There is not much of a variation in temprature at different days when we compare temprature under a perticular month. The daily temprature remains high for summers and low for winters.
library(tidyverse) ## this package is used for plotting options in graph
The data discription can be found at:
http://academic.udayton.edu/kissock/http/Weather/source.htm
Note on missing data for the whether data set:
http://academic.udayton.edu/kissock/http/Weather/missingdata.htm
setwd("C:/tauseef/data_wrangling/Data Wrangling with R (BANA 8090)")
filename<-"http://academic.udayton.edu/kissock/http/Weather/gsod95-current/OHCINCIN.txt"
col_names<-c("month","day","year",
"avg_daily_temp")
ohcincin<-read.table(filename,header=F,sep="",col.names = col_names,strip.white = T )
str(ohcincin)
## 'data.frame': 7963 obs. of 4 variables:
## $ month : int 1 1 1 1 1 1 1 1 1 1 ...
## $ day : int 1 2 3 4 5 6 7 8 9 10 ...
## $ year : int 1995 1995 1995 1995 1995 1995 1995 1995 1995 1995 ...
## $ avg_daily_temp: num 41.1 22.2 22.8 14.9 9.5 23.8 31.1 26.9 31.3 31.5 ...
nrow(ohcincin) ## number of observations in data
## [1] 7963
ncol(ohcincin) ## number of variables in data
## [1] 4
###need to cahnge data format of month day and year to factor from integer###
ohcincin$month<-as.factor(ohcincin$month)
ohcincin$day<-as.factor(ohcincin$day)
ohcincin$year<-as.factor(ohcincin$year)
########################### replacing the missing values which are in the form of -99 to NA####
ohcincin[ohcincin == -99] <- NA
ohcincin_n<-na.omit(ohcincin)
######################summary stats after removing missing values##########
head(ohcincin_n)
## month day year avg_daily_temp
## 1 1 1 1995 41.1
## 2 1 2 1995 22.2
## 3 1 3 1995 22.8
## 4 1 4 1995 14.9
## 5 1 5 1995 9.5
## 6 1 6 1995 23.8
str(ohcincin_n)
## 'data.frame': 7949 obs. of 4 variables:
## $ month : Factor w/ 12 levels "1","2","3","4",..: 1 1 1 1 1 1 1 1 1 1 ...
## $ day : Factor w/ 31 levels "1","2","3","4",..: 1 2 3 4 5 6 7 8 9 10 ...
## $ year : Factor w/ 22 levels "1995","1996",..: 1 1 1 1 1 1 1 1 1 1 ...
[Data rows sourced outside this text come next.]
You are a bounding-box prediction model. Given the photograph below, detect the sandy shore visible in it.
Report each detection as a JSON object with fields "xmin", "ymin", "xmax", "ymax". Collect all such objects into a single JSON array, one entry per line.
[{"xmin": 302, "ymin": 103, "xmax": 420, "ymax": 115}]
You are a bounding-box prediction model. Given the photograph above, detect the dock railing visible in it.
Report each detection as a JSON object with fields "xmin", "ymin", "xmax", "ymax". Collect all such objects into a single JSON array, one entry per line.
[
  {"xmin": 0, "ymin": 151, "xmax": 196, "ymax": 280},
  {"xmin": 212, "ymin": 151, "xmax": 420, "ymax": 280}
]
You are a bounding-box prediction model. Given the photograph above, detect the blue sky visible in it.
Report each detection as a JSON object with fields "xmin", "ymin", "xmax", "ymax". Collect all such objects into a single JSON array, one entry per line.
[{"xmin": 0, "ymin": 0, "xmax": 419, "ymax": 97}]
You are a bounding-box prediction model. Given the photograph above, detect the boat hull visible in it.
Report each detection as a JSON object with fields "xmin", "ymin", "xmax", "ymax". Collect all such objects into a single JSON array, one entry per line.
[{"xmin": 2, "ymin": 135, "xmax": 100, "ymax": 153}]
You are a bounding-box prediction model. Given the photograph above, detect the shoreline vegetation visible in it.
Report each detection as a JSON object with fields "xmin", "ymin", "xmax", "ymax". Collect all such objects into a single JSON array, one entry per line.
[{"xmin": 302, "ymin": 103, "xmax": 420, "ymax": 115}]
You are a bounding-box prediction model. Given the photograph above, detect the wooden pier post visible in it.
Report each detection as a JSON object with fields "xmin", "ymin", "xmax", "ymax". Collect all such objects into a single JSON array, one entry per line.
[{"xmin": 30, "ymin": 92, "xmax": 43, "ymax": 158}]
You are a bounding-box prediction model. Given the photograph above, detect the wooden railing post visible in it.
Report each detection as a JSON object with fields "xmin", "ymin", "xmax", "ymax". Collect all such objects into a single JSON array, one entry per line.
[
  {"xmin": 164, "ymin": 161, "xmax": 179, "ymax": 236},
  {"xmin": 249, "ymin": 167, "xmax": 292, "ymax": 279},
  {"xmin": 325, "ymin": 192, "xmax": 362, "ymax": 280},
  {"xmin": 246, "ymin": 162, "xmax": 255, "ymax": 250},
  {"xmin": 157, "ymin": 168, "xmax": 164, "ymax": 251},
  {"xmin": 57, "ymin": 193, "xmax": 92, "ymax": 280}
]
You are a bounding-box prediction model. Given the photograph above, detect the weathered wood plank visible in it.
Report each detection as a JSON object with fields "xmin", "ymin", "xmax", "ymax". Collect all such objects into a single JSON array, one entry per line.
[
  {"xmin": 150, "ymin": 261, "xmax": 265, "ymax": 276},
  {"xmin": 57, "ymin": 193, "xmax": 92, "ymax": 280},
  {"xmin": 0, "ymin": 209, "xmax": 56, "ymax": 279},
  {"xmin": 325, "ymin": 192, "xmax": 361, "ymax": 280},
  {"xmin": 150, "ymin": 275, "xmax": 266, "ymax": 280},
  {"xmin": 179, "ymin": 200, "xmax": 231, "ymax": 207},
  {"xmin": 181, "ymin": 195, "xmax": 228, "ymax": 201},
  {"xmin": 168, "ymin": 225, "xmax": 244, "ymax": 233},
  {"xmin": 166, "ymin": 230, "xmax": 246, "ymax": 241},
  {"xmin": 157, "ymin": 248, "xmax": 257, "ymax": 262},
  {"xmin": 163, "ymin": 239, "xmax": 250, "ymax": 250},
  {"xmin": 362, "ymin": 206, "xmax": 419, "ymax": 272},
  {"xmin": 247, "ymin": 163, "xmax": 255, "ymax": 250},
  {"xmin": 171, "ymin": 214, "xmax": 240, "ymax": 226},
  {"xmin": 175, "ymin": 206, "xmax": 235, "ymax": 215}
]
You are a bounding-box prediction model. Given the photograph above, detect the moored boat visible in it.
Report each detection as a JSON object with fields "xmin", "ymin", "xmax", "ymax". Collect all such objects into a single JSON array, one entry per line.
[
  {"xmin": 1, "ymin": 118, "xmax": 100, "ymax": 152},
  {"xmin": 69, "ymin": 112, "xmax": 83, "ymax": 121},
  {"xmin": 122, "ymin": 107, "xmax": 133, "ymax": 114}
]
## $ avg_daily_temp: num 41.1 22.2 22.8 14.9 9.5 23.8 31.1 26.9 31.3 31.5 ...
## - attr(*, "na.action")=Class 'omit' Named int [1:14] 1454 1455 1460 1461 1471 2726 2727 2728 2729 2807 ...
## .. ..- attr(*, "names")= chr [1:14] "1454" "1455" "1460" "1461" ...
nrow(ohcincin_n) ## number of observations in data
## [1] 7949
ncol(ohcincin_n) ## number of variables in data
## [1] 4
sum(is.na(ohcincin_n)) ## missing values in the data
## [1] 0
summary(ohcincin_n)
## month day year avg_daily_temp
## 5 : 682 2 : 262 1996 : 366 Min. :-2.20
## 7 : 682 3 : 262 2000 : 366 1st Qu.:40.20
## 1 : 681 4 : 262 2004 : 366 Median :57.10
## 3 : 681 5 : 262 2012 : 366 Mean :54.73
## 8 : 681 6 : 262 1995 : 365 3rd Qu.:70.70
## 10 : 670 8 : 262 1997 : 365 Max. :89.20
## (Other):3872 (Other):6377 (Other):5755
ggplot(data = ohcincin_n, mapping = aes(x = year, y = avg_daily_temp)) +
geom_boxplot()
The above graph shows yearly min maximum amd median temprature at Cincinnati. Year 2016 seems to be hottest year with in a decade
ggplot(data = ohcincin_n) +
geom_point(mapping = aes(x = month, y = avg_daily_temp))
The above graph shows monthly variation of average daily temprature at Cincinnati. April to July seems to be hottest and November to February seems to be the coolest months of the year.
ggplot(data = ohcincin_n, mapping = aes(x = day, y = avg_daily_temp)) +
stat_summary( mapping = aes(x = day, y = avg_daily_temp),
fun.ymin = min,
fun.ymax = max,
fun.y = median )+
facet_wrap(~ month, nrow = 6)
The daily temprature remains constant for a pirticular month.